Si les supermarchés disposent, a priori, de réserves de nourriture suffisantes, c’est justement ce stockage massif de nourriture par les particuliers qui a provoqué un certain nombre de ruptures dans la chaîne d’approvisionnement, comme l’explique le dirigeant de Système U, Dominique Schelcher, mais aussi le fait que la population ne peut plus manger à l’extérieur ce qui augmente le nombre de foyers devant cuisiner chez eux. Parmi les denrées qui se font déjà plus rares : les pâtes et les œufs.
Face à l’inquiétude, la continuité de la chaîne de production alimentaire est devenu l’une des priorités politiques du moment. Le Ministre de l’Economie Bruno Le Maire et le Ministre de l’Agriculture Didier Guillaume se sont même fendus d’une lettre aux entreprises de l’agro-alimentaire pour les remercier de « soutenir l’effort de la communauté nationale ».
Cette lettre, à elle seule, est assez symbolique du choix du gouvernement depuis le début de la crise sanitaire : privilégier la grande distribution dans l’approvisionnement alimentaire, en ignorant presque totalement les petits producteurs qui vendent sur les marchés ou en vente directe.

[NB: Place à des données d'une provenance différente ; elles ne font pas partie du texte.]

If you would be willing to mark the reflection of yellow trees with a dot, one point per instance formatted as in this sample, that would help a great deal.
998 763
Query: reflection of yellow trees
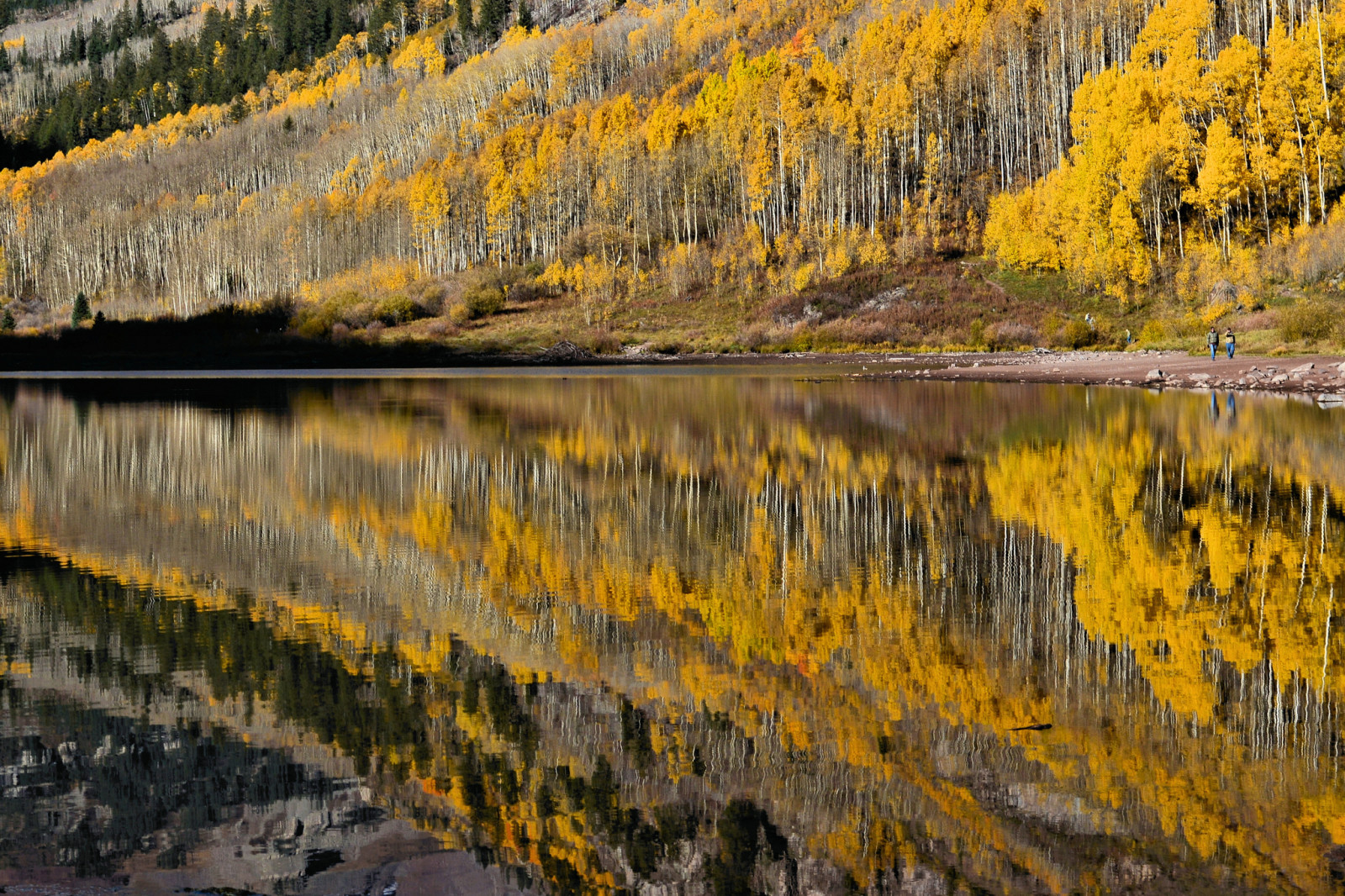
764 556
1241 573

L’annonce tonitruante de la grande distribution
La situation sur les marchés, notamment, était assez floue. Elle a été clarifiée de façon franche et brutale par le Premier Ministre, Edouard Philippe, lundi, lorsqu’il a annoncé la fermeture des marchés ouverts, avec des dérogations permises pour les communes qui n’ont pas d’autres moyens pour approvisionner leur population.
Dans le même temps, le Premier Ministre a appelé « les grands distributeurs à un nouvel effort » : s’approvisionner en produits français. Le « patriotisme économique » demandé par le gouvernement a été très rapidement suivi d’une annonce tonitruante par les acteurs de la grande distribution : oui, ils s’engagent à se fournir à 100% de fruits et légumes français.
Si de nombreux internautes se sont réjouis de cette annonce, elle n’est en fait pas compatible avec les réalités de celles et ceux qui sont le plus touchés par la fermeture des marchés : les paysan.ne.s, souvent non-éligibles pour recevoir les aides de la PAC car trop petit.e.s, et dépendant entièrement des circuits courts.
« Cette annonce est une véritable hypocrisie. Nombre de petits paysans et paysannes dépendent énormément des marchés et AMAPs et ne peuvent pas fournir les grandes surfaces ! Il s’agit de circuits de distribution complètement différents et les grandes surfaces se fournissent principalement auprès de producteurs industriels : livraisons en palox, légumes calibrés, beaucoup de production issue de l’agriculture chimique et industrielle, prix cassés… Les petits paysans et paysannes seront incapables de se rattraper via les grandes surfaces, cette mesure va au contraire favoriser l’agriculture chimique industrielle et faire couler la petite paysannerie bio ! A Pornic, l’AMAP est interdite de distribution depuis une semaine alors qu’elle fait 100 paniers. Mais le plus dur va être pour ceux qui dépendent des marchés ouverts : on est en pleine saison maraîchère qui commence, les paysans sont déjà bien pris et n’ont pas le temps de trouver de nouveaux débouchés commerciaux, et encore moins d’aller livrer directement chez les gens. » s’insurge Yoann Morice, maraîcher bio à Chauvé, auprès de La Relève et La Peste
Cet effet d’annonce peut-il donc vraiment ne laisser aucun paysan sur le carreau ? La grande distribution peut-elle payer les producteurs qui font de plus petites quantités à prix juste en acceptant des fruits et légumes non formatés ?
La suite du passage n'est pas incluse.